In [1]:
# Task3_step3.py
import pandas as pd
import numpy as np
import os
from sklearn.model_selection import train_test_split
from sklearn.preprocessing import StandardScaler, OneHotEncoder
from sklearn.compose import ColumnTransformer
from sklearn.pipeline import Pipeline
from sklearn.ensemble import RandomForestRegressor
from sklearn.metrics import mean_absolute_error, mean_squared_error

# 📂 Paths
CSV_PATH = "Project/housing_data.csv"
IMAGE_FEATURES_PATH = "image_features.csv"

print("📥 Loading tabular data...")
data = pd.read_csv(CSV_PATH)
print(f"✅ Tabular Data Loaded: {data.shape}")
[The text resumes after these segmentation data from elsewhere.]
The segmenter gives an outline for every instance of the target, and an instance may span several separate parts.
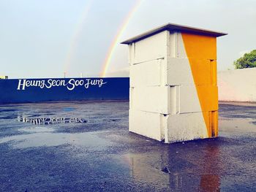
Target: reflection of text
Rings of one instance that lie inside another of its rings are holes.
[[[66,87],[72,91],[78,86],[83,86],[85,88],[89,88],[91,86],[98,86],[101,88],[106,84],[103,79],[70,79],[67,80],[19,80],[17,90],[25,90],[29,87],[38,87],[40,88],[51,88],[53,87]]]
[[[18,120],[20,122],[30,123],[34,125],[49,125],[56,123],[87,123],[83,118],[18,118]]]

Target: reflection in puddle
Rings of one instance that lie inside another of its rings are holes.
[[[49,125],[57,123],[87,123],[87,120],[83,118],[30,118],[18,117],[19,122],[30,123],[34,125]]]
[[[69,144],[86,148],[91,147],[91,150],[102,150],[112,145],[111,142],[99,138],[96,132],[80,134],[41,132],[0,139],[0,144],[6,142],[9,142],[14,148],[51,147]]]
[[[176,150],[170,145],[151,154],[128,153],[123,160],[129,165],[135,183],[151,183],[159,191],[219,191],[223,170],[217,145],[206,142],[197,155],[186,147],[178,147],[178,153]]]

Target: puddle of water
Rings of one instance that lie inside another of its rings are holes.
[[[63,110],[65,112],[71,112],[71,111],[73,111],[75,110],[75,109],[73,107],[64,107],[64,108],[63,108]]]
[[[27,133],[47,133],[53,132],[55,130],[49,127],[29,127],[19,128],[18,131]]]
[[[33,131],[34,129],[31,129]],[[49,131],[49,130],[48,130]],[[14,148],[59,146],[64,144],[101,150],[112,145],[113,142],[99,137],[97,133],[64,134],[34,133],[15,135],[0,139],[0,144],[8,143]]]
[[[23,123],[29,123],[34,125],[49,125],[57,123],[86,123],[87,120],[83,118],[18,118],[18,121]]]

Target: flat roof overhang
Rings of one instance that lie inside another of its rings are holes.
[[[211,30],[207,30],[203,28],[195,28],[195,27],[190,27],[190,26],[181,26],[181,25],[168,23],[167,24],[153,28],[150,31],[148,31],[138,36],[135,36],[132,38],[128,39],[121,42],[121,44],[130,44],[132,42],[135,42],[143,39],[147,38],[150,36],[164,31],[165,30],[187,32],[187,33],[192,33],[192,34],[200,34],[200,35],[205,35],[205,36],[211,36],[211,37],[215,37],[227,34],[226,33],[222,33],[219,31],[211,31]]]

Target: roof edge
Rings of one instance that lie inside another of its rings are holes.
[[[143,39],[145,38],[147,38],[150,36],[160,33],[165,30],[174,31],[184,31],[184,32],[188,32],[188,33],[192,33],[192,34],[211,36],[215,37],[222,37],[227,34],[227,33],[223,33],[219,31],[211,31],[211,30],[208,30],[204,28],[195,28],[195,27],[191,27],[191,26],[182,26],[182,25],[168,23],[165,25],[160,26],[159,27],[154,28],[151,30],[147,31],[134,37],[129,38],[124,42],[121,42],[121,44],[130,44],[132,42],[135,42],[141,39]]]

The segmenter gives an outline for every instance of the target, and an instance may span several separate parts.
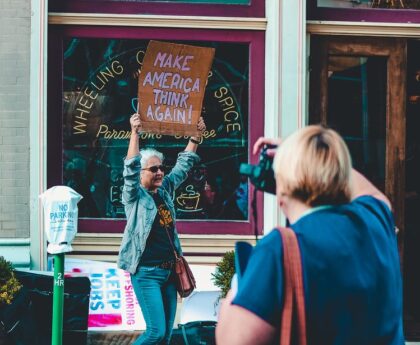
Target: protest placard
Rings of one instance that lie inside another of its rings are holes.
[[[142,131],[198,135],[214,48],[150,41],[138,80]]]

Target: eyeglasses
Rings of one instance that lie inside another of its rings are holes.
[[[148,170],[148,171],[152,172],[153,174],[156,174],[158,170],[160,170],[161,172],[165,172],[165,166],[164,165],[153,165],[149,168],[143,168],[141,170]]]

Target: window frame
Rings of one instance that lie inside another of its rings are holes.
[[[187,0],[186,0],[187,1]],[[169,3],[165,1],[51,0],[50,12],[265,17],[265,1],[249,4]]]
[[[420,23],[420,10],[318,7],[317,0],[310,0],[307,20],[415,24]]]
[[[47,186],[63,184],[63,134],[62,129],[62,92],[63,92],[63,39],[114,38],[114,39],[165,39],[220,41],[249,44],[249,100],[248,100],[248,162],[256,164],[258,156],[252,155],[252,143],[264,133],[264,31],[210,30],[210,29],[161,29],[140,27],[102,27],[102,26],[64,26],[49,28],[48,62],[48,108],[47,108]],[[251,97],[252,95],[252,97]],[[254,115],[254,117],[252,116]],[[198,153],[200,153],[198,151]],[[249,219],[246,221],[194,220],[177,221],[181,234],[254,234],[251,198],[254,188],[249,184]],[[263,193],[257,193],[257,229],[263,230]],[[79,219],[78,231],[81,233],[122,233],[126,219]],[[197,226],[199,224],[199,226]]]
print("📥 Loading image features...")
image_features = pd.read_csv(IMAGE_FEATURES_PATH)
print(f"✅ Image Features Loaded: {image_features.shape}")

# 🧹 Select relevant tabular columns
tabular_cols = ['id', 'latitude', 'longitude', 'room_type', 'minimum_nights',
                'number_of_reviews', 'reviews_per_month',
                'calculated_host_listings_count', 'availability_365', 'price']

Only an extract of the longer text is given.